Below is a screenshot from a real Drupal site, showing how a little OSINT could be combined with BREACH to steal health insurance information.
Comment #28
grendzy CreditAttribution: grendzy at Metal Toad commentedBecause Drupal core cannot anticipate the nature of the data present on a page, the only effective solution I can see is to disable compression for non-cached/non-public pages over HTTPS. (Which was already the case in core last I checked, though we might be able to take steps to prevent proxies & CDNs from adding compression, or possibly a system status warning if compression is detected).
Comment #32
rreiss CreditAttribution: rreiss at Dofinity commentedHi,
Any thoughts about the same BREACH vulnerability with theme_token on D7?
Disabling HTTP compression will be a performance hit, so this isn't the best solution IMHO.
We ended up removing (unset) theme_token from our default theme, since we have no AJAX requests
with Drupal AJAX APIs.
That token seems a little bit odd to me, why not just checking a permission to the administrative theme / add per theme permission and check that permission instead?
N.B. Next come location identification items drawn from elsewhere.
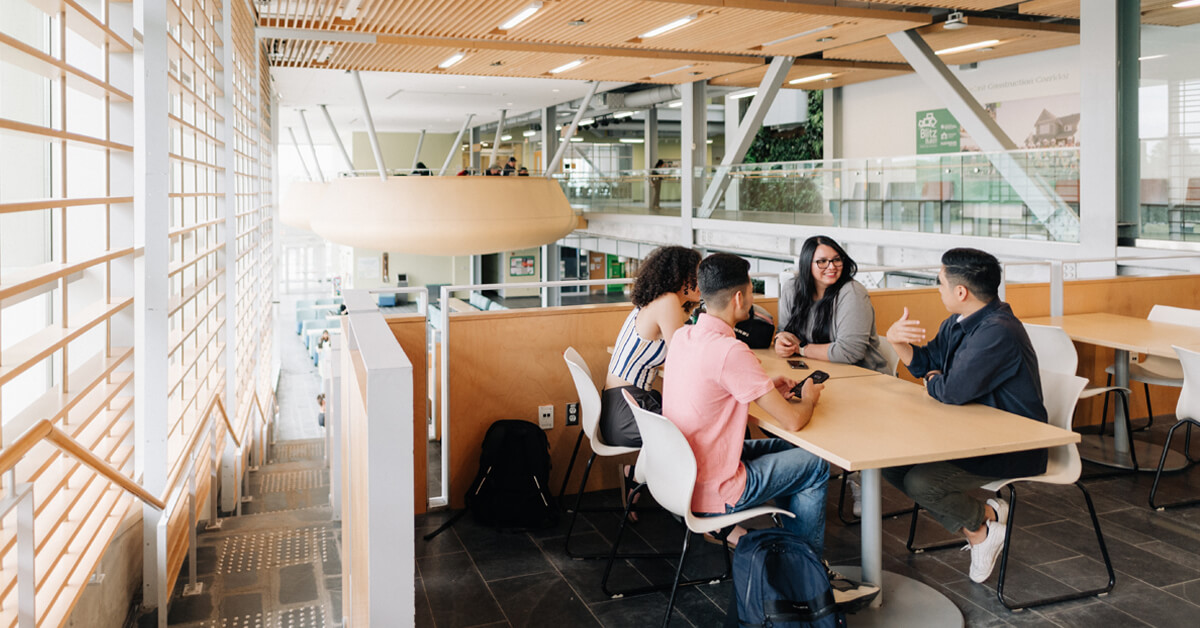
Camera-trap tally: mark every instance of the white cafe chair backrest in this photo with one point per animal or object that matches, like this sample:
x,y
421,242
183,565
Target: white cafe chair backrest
x,y
666,464
1189,398
589,404
1060,393
1056,352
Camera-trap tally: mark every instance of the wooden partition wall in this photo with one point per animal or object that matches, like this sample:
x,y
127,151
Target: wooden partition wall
x,y
504,364
409,332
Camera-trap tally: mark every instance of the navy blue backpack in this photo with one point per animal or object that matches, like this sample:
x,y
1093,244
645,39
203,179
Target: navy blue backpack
x,y
779,581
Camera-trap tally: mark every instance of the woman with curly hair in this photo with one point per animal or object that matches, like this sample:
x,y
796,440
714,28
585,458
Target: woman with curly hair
x,y
663,292
825,314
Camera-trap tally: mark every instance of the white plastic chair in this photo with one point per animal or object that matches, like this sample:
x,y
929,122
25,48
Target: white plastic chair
x,y
589,419
1056,353
667,466
1155,369
1060,394
1187,411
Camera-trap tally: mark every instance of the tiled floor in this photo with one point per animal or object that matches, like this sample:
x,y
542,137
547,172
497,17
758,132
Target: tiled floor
x,y
280,567
526,579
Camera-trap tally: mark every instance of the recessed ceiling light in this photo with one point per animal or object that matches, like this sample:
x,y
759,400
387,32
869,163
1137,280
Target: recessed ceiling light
x,y
666,28
814,77
966,47
564,67
798,35
451,60
523,15
670,71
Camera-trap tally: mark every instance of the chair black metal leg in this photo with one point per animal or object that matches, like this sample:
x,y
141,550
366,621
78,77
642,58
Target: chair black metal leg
x,y
570,466
912,536
1162,461
1104,411
675,584
1008,539
575,513
852,519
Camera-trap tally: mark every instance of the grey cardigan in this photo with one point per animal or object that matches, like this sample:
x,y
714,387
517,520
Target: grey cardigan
x,y
855,340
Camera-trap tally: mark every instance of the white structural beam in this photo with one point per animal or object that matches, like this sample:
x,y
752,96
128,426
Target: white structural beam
x,y
694,153
454,147
337,138
651,147
295,143
371,133
1060,220
496,141
552,167
745,131
1105,106
417,154
312,147
151,209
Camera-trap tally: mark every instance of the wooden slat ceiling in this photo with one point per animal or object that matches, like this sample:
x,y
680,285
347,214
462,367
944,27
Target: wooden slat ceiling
x,y
1015,37
844,73
1158,12
726,35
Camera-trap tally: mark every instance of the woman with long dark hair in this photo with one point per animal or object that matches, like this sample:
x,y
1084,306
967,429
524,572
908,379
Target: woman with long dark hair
x,y
825,314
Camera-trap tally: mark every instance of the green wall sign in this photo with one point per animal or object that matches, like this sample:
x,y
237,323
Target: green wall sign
x,y
937,131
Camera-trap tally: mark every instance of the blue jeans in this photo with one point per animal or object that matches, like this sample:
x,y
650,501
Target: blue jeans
x,y
795,478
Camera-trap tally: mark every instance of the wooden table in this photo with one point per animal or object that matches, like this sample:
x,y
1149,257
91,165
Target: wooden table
x,y
875,422
775,365
1125,334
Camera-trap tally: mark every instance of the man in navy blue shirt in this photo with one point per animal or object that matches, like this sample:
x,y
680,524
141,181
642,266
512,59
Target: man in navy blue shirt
x,y
981,354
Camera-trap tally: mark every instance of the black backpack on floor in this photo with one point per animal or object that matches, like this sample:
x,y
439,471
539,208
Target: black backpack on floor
x,y
511,489
779,581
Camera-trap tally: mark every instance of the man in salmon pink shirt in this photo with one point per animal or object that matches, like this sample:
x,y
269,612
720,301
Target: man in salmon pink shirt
x,y
711,378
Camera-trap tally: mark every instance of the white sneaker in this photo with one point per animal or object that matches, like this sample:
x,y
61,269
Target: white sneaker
x,y
1001,508
857,491
983,556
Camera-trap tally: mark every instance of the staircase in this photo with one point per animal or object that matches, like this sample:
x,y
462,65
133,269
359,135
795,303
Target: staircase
x,y
279,563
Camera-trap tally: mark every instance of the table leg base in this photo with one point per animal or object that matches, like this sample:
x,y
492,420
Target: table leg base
x,y
1101,450
906,603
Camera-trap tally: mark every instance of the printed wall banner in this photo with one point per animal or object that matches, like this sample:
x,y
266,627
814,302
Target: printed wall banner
x,y
937,131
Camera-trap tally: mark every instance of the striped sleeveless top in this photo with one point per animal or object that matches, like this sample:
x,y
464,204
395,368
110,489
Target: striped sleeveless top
x,y
636,359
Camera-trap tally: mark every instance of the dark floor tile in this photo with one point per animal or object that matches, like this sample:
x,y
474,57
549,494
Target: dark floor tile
x,y
298,582
1188,591
636,611
1092,615
449,580
1126,557
540,599
241,605
1153,605
502,554
585,576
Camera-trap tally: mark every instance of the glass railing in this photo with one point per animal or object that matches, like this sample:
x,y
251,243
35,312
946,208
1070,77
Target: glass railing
x,y
965,193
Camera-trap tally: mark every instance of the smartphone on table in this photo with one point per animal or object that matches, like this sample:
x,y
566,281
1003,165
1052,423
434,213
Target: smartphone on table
x,y
819,377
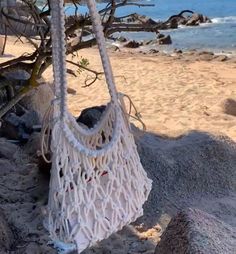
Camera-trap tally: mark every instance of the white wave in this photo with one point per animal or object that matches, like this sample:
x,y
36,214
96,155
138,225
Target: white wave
x,y
230,19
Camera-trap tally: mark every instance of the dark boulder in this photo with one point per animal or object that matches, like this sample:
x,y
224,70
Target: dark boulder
x,y
133,44
194,231
90,116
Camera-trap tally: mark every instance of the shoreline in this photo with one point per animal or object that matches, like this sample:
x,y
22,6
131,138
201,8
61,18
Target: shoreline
x,y
175,93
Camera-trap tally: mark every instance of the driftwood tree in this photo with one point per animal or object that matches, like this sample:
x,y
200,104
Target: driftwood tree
x,y
36,21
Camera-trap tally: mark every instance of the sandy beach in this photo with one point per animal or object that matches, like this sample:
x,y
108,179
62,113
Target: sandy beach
x,y
185,100
174,94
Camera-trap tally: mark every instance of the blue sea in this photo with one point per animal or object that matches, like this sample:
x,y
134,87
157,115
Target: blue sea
x,y
220,36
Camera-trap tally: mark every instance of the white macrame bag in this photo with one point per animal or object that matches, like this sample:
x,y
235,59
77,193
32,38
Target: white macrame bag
x,y
98,184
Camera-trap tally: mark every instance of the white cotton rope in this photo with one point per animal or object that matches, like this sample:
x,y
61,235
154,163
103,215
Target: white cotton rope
x,y
98,184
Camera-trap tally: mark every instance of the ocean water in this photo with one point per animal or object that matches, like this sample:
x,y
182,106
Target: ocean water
x,y
220,36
Weird solution, isn't it?
Comment #33
John Morahan CreditAttribution: John Morahan as a volunteer commentedIvan Ristić's book suggests another possible mitigation that I don't think has been considered: conditionally disable compression when the request doesn't have a same-origin Referer. It's similar to the CSRF token idea mentioned in #7, but without the tokens - and the only penalty for not sending a Referer at all is that you get an uncompressed response.
Comment #39
semiaddict CreditAttribution: semiaddict commentedThe solution indicated in #33 is also suggested and detailed on https://wiki.crashtest-security.com/prevent-ssl-breach
Comment #41
prudloff CreditAttribution: prudloff at Insite commentedThe attached patch returns a
Cache-Control: no-transform
header if the request uses HTTPS and does not have a trusted Referer header.We are using Varnish and this feels like the best compromise between security and performances.
Comment #46
needs-review-queue-bot CreditAttribution: needs-review-queue-bot as a volunteer commentedThe Needs Review Queue Bot tested this issue. It either no longer applies to Drupal core, or fails the Drupal core commit checks. Therefore, this issue status is now "Needs work".